Ospedali e Pronto soccorso

Torna la necessità di discutere sul ruolo e le attribuzioni degli ospedali esistenti (Ariano, Sant’Angelo dei Lombardi., Solofra), già oggi in chiara crisi di identità. Col nuovo piano di sanità territoriale, con l’avvento delle case della salute e degli ospedali di comunità deve chiarirsi cosa debbano essere e cosa debbano fare. Una cosa va detta senza ambiguità: non possiamo continuare sulla strada del taglio del numero dei posti letto secondo criteri meramente ragionieristici contrari al valore costituzionale del diritto alla salute.

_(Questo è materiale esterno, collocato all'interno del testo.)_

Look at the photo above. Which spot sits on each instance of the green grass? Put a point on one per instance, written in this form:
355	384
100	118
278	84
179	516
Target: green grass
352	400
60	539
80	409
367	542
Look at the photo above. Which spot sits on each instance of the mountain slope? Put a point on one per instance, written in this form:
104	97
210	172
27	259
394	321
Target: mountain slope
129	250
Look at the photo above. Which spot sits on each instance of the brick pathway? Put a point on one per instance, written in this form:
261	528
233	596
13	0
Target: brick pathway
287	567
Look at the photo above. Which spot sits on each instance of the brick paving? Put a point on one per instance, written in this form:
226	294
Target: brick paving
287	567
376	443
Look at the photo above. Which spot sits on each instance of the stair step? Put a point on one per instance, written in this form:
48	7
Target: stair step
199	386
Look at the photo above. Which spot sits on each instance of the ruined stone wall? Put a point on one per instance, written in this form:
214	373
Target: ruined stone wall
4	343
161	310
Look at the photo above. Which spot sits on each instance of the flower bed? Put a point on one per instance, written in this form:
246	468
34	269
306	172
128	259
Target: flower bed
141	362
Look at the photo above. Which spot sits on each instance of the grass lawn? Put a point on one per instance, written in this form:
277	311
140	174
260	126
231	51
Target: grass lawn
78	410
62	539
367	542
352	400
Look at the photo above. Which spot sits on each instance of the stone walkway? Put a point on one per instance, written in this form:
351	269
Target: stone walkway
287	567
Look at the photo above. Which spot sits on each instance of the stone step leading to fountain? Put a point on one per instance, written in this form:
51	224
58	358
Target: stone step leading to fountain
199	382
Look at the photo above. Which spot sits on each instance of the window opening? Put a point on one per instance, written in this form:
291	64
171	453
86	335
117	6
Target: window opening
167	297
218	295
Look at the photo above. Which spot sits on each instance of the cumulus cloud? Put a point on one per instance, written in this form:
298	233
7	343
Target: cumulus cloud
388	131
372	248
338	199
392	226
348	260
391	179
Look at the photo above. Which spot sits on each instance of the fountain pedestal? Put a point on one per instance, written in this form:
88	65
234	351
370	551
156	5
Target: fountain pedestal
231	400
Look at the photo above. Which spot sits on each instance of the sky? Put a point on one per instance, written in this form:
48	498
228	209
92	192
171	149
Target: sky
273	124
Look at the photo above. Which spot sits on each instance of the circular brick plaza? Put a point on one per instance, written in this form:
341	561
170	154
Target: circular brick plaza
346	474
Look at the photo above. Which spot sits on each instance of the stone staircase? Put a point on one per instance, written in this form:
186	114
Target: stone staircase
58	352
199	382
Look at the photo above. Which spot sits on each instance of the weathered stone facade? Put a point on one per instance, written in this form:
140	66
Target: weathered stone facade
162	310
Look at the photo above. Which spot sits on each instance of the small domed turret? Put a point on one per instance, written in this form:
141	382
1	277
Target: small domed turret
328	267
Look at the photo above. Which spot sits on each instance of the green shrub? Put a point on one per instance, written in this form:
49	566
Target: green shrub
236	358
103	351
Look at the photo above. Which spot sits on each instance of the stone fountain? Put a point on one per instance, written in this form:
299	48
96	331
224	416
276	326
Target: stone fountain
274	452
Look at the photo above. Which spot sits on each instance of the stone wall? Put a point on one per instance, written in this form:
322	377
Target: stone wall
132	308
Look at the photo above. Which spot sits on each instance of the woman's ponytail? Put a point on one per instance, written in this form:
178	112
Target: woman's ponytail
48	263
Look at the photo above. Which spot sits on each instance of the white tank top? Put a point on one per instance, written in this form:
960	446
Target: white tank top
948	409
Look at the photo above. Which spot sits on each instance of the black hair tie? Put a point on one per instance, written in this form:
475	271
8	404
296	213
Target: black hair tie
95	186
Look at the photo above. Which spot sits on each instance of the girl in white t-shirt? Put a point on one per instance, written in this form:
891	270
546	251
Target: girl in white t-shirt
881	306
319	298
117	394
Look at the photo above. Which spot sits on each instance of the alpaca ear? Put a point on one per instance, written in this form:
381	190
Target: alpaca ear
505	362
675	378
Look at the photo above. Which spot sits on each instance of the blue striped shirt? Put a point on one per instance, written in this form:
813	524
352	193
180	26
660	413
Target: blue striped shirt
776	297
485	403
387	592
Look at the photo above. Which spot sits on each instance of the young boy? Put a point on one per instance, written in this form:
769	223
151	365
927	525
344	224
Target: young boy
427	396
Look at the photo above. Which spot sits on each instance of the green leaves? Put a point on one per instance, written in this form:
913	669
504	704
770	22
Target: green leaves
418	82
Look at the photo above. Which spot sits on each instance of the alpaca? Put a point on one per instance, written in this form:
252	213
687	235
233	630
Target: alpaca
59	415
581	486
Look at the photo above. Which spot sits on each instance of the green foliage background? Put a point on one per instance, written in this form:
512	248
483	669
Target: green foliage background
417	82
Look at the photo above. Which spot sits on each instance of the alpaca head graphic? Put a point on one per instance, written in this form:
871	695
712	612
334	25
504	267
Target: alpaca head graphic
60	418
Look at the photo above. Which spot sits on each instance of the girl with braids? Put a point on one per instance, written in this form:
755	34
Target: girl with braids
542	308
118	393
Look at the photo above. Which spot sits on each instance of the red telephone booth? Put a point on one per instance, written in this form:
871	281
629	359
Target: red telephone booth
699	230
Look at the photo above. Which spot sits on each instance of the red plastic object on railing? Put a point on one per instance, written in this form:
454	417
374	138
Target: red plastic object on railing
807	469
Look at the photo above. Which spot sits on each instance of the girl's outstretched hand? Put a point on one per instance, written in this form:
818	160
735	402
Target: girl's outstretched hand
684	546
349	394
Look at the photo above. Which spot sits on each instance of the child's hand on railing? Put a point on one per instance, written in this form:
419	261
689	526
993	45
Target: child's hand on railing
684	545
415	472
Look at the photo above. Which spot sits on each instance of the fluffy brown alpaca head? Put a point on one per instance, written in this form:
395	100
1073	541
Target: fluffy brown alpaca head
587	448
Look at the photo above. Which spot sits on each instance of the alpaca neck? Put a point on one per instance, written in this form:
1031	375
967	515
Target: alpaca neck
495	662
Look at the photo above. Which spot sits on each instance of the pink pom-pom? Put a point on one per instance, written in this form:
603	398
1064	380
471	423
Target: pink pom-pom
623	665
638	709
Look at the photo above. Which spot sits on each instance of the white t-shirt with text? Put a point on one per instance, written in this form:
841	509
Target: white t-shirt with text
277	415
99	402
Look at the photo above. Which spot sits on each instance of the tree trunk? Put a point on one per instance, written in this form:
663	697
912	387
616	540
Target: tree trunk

L’emergenza dei Pronto soccorso è generale, riguarda l’intero paese e più o meno tutte le regioni. Nel Mezzogiorno ed in Campania, come al solito, l’emergenza si aggrava e raggiunge livelli a volte insostenibili. Non fa eccezione il pronto soccorso del Moscati che è quello più sovraccaricato perché ad esso fa riferimento l’intero territorio provinciale ed anche le aree territoriali prospicienti del napoletano e del salernitano. Gli altri due, Ariano Irpino e Sant’Angelo del Lombardi, sono meno oberati perché percepiti come meno risolutivi a causa del minor numero di prestazioni di intervento e di cura che gli ospedali di riferimento riescono a garantire. Il Pronto Soccorso dell’Ospedale Moscati perciò è fortemente congestionato e da troppo tempo mostra i segni di carenze ed inefficienze sconcertanti: pazienti “in sosta” per giorni, in condizioni di promiscuità che spesso sono un’offesa alla dignità della persona, spazi inadeguati, attività svolte senza alcun rispetto per la privacy e il decoro del malato, giorni di attesa per un ricovero. Un luogo che più che di cura si presenta come un limbo nel quale si rimane sospesi in balia degli eventi e della fortuna. Sarebbe tutto da rifare e da ripensare. Non si evidenziano solo carenze strutturali e di personale, ma anche distorsioni organizzative. Anzitutto andrebbe recuperato tutto lo spazio disponibile trasferendo in locali idonei e specifici la così detta breve osservazione perché è necessario prima ancora che decoroso garantire una degenza dignitosa ai pazienti in attesa di ricovero nei reparti in quanto il Pronto Soccorso non può essere un cronicario. La centrale operativa va ricollocata in locali messi a disposizione dall’ASL.

In secondo luogo occorre sopperire alle difficoltà di organico anche attraverso una turnazione nelle attività di pronto soccorso del personale arrivo di tutti i reparti ospedalieri.

Emerge dunque un quadro di grave emergenza della Sanità pubblica in provincia di Avellin. Ciò comporta un impegno costante da parte dell’Ente Provincia per  rilanciare un consapevole dibattito sull’organizzazione della Sanità Irpina.